Esto deja de lado la alternativa que representaba Gallardo, un nacionalcatolicismo más ultra, más de calle, lo que por otro lado genera un espacio político aún más a la derecha de Vox que podría llegar a articularse dado el momento.
Alba: La relación de Vox con los territorios siempre ha sido terrible. La última polémica ha sido en Ávila, pero no hay ningún organismo local en que estaba ni hace cuatro años. Recordemos que solo hace dos años que se salieron de muy mala gana de las consejerías que ocupaban (agricultura, industria y cultura) por orden de Madrid, aunque visto lo visto tal vez la orden salió desde el despacho de Epstein.
Recordemos que el voto a Vox en esta zona es fundamentalmente urbano y de gente de 35-60 años. La red territorial de Vox palidece siquiera ante la del PSOE y no llega ni a las suelas a la del PP. Solo hay que ver el pequeño puñado de candidaturas que pudieron presentar a las elecciones municipales de 2023. A pesar de la falta de implantación, su proyección mediática a nivel nacional les permite seguir recogiendo el voto de las clases medias resentidas y los sectores más reaccionarios.Las disputas de dentro de su aparato, al menos en CyL, hay que leerlas como movimientos propios de una empresa que busca maximizar resultados y no como choques entre tendencias de su militancia.

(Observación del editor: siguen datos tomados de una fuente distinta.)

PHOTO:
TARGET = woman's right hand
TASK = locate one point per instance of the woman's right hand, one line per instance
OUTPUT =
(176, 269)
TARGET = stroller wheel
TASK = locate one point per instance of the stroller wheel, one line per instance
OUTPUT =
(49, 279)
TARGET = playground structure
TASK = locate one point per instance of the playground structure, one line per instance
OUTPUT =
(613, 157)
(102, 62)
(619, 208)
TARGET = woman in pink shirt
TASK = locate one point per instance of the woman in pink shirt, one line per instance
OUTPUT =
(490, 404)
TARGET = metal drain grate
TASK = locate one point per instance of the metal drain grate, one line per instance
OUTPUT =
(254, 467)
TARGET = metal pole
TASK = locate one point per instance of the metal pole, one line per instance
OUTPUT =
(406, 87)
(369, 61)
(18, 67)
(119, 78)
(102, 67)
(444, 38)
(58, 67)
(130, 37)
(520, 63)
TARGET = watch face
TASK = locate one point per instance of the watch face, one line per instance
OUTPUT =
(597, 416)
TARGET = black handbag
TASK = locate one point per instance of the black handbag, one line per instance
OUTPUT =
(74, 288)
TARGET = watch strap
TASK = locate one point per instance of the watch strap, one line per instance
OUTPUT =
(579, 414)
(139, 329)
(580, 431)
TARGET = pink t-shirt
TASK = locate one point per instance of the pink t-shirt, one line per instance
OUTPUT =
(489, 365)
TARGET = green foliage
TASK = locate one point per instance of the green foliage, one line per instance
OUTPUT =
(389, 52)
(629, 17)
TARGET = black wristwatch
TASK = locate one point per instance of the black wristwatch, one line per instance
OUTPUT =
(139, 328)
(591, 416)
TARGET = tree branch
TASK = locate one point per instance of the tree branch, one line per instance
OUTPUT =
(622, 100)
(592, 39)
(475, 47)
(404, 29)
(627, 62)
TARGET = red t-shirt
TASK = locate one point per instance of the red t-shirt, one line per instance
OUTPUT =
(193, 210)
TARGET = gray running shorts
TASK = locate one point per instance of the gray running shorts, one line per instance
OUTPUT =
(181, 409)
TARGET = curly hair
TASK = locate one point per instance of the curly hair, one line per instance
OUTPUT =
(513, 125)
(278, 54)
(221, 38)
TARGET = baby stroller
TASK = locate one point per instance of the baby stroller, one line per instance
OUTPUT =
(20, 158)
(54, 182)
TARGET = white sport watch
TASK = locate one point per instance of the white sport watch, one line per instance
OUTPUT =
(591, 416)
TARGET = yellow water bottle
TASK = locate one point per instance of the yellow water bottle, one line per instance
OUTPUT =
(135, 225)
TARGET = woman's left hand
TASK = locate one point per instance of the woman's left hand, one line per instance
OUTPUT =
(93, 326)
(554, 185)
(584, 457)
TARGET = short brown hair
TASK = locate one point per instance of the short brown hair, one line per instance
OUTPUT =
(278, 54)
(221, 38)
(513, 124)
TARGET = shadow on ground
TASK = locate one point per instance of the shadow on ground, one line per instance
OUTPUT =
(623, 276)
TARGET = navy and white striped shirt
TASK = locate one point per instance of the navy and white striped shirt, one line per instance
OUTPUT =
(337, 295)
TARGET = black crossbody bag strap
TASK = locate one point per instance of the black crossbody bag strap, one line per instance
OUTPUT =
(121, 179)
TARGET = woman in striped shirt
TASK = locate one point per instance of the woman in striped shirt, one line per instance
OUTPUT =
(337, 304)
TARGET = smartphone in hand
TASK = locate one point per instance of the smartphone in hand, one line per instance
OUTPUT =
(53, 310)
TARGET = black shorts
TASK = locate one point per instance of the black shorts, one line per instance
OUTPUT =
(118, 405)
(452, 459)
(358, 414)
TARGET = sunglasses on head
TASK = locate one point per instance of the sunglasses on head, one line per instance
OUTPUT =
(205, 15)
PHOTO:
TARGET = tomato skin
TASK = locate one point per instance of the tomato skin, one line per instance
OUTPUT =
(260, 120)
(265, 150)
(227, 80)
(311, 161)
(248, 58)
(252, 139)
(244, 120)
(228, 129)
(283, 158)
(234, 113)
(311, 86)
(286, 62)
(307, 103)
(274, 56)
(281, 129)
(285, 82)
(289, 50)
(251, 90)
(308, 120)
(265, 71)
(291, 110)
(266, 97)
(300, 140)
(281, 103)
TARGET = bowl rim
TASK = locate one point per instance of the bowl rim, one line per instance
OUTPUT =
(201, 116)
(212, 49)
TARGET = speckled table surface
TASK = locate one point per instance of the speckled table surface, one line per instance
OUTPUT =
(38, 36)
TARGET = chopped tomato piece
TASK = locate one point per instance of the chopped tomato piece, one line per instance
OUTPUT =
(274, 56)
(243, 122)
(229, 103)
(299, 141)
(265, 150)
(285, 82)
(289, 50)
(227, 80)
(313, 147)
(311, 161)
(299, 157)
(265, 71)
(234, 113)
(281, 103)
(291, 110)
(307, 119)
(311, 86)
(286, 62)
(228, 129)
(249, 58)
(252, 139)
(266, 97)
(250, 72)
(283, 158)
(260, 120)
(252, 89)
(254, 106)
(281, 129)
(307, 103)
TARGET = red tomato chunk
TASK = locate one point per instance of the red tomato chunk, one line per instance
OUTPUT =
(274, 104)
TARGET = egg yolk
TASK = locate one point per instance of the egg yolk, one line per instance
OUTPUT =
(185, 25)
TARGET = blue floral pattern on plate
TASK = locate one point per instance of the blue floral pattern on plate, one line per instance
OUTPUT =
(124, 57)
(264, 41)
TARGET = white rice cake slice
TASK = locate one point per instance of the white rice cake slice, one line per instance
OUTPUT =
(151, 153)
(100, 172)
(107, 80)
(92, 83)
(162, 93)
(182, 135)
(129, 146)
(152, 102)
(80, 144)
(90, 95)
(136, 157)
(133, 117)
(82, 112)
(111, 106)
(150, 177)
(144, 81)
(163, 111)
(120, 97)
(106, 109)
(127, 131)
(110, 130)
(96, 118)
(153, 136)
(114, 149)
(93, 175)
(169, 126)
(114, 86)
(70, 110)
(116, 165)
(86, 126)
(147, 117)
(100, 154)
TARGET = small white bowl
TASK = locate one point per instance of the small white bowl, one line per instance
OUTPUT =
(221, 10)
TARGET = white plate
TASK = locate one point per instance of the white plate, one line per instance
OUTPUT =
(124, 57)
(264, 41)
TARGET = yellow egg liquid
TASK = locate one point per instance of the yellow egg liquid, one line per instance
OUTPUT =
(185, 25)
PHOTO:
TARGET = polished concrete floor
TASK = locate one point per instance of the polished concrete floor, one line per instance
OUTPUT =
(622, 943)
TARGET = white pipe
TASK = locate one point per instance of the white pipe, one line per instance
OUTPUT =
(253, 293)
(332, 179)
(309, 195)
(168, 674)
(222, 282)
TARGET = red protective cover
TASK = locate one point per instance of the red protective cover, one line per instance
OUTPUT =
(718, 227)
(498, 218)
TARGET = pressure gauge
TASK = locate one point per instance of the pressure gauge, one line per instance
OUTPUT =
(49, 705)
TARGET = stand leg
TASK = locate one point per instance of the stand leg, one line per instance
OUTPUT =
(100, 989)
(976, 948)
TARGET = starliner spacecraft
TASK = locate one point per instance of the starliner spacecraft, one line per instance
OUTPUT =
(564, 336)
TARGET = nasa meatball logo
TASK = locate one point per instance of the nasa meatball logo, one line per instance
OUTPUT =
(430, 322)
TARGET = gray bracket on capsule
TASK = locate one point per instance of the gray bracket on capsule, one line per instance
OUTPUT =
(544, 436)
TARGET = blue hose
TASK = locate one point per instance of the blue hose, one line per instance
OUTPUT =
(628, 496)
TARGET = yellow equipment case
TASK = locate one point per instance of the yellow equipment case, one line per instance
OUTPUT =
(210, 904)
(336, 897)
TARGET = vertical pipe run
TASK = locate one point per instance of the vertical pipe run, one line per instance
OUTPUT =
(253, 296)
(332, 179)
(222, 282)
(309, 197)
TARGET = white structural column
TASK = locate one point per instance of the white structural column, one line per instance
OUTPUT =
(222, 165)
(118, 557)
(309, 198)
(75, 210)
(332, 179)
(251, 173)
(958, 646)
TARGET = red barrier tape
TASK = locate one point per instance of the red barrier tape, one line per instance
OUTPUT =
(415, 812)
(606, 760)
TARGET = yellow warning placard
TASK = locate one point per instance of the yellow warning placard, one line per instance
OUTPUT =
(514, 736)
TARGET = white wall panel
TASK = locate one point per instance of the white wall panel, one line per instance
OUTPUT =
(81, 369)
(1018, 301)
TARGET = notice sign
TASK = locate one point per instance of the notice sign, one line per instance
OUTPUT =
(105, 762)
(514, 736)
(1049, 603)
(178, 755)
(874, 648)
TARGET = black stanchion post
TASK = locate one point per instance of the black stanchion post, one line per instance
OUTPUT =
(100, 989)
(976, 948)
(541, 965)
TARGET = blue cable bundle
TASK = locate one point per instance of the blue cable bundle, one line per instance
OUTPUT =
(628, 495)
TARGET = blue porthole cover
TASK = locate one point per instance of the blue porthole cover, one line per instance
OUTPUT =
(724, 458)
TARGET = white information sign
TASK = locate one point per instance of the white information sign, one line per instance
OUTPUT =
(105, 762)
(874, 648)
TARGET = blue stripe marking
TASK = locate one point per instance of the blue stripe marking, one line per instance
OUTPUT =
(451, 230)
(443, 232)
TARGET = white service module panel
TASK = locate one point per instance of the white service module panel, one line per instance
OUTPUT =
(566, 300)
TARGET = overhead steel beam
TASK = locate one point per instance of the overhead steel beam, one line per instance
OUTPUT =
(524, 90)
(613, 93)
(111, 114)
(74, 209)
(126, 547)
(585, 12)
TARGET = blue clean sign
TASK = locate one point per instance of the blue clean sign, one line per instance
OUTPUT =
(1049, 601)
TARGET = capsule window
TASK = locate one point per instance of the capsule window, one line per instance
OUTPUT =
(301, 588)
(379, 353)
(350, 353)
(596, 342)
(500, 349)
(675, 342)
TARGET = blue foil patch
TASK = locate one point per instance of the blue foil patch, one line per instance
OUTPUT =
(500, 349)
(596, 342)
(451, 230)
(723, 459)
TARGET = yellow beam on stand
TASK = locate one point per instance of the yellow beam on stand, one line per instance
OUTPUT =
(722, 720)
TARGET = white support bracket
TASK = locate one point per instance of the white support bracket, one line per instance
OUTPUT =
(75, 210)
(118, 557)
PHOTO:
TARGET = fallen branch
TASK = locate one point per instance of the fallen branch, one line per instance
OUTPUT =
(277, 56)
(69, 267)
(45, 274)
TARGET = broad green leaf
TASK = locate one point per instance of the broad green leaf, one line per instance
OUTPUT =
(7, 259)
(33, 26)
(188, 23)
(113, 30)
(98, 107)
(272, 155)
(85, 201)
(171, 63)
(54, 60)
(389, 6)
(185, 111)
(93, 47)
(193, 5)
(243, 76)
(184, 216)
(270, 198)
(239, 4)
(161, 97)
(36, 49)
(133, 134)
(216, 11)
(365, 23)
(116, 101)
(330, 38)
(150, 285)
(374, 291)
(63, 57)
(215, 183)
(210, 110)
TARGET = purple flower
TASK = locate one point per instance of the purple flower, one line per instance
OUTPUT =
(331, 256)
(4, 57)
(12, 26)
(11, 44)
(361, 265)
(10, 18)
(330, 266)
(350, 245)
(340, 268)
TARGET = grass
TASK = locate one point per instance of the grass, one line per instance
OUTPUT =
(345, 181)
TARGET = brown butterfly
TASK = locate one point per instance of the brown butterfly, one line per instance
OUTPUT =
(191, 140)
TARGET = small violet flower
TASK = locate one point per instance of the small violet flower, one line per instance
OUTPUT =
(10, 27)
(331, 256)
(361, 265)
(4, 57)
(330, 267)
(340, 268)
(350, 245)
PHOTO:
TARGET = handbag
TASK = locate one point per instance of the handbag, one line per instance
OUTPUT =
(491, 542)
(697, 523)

Esos choques se estarían dando en su entorno, entre el entramado de organizaciones y actores que orbitan bajo su paraguas: grupos nazis de calle, influencers, medios de comunicación, asociaciones... Ahí es donde se está configurando una fuerza social reaccionaria.
¿Cómo afectan en Castilla y León la reconfiguración internacional que estamos viviendo, las tensiones bélicas y la expansión de la industria armamentística?
Alex: Los fenómenos enumerados no son un telón de fondo, sino elementos concretos, con implicaciones materiales inmediatas, que nos ayudan a entender lo que ocurre en Castilla y León. Para empezar, formamos parte de un entramado burocrático-político como lo es la UE, y desde ahí tenemos que tener presente que las grandes decisiones estratégicas se toman de espaldas a la clase trabajadora, desde instancias alejadas de cualquier control democrático efectivo. Y aquí, obviamente, los territorios no "deciden" su propio rumbo, sino que ejecutan y absorben el camino que dicta Bruselas, cuando no el propio Trump a través de la OTAN, aunque tengan cierto margen de acción.
Alex: "Formamos parte de un entramado burocrático-político como lo es la UE, y desde ahí tenemos que tener presente que las grandes decisiones estratégicas se toman de espaldas a la clase trabajadora, desde instancias alejadas de cualquier control democrático efectivo".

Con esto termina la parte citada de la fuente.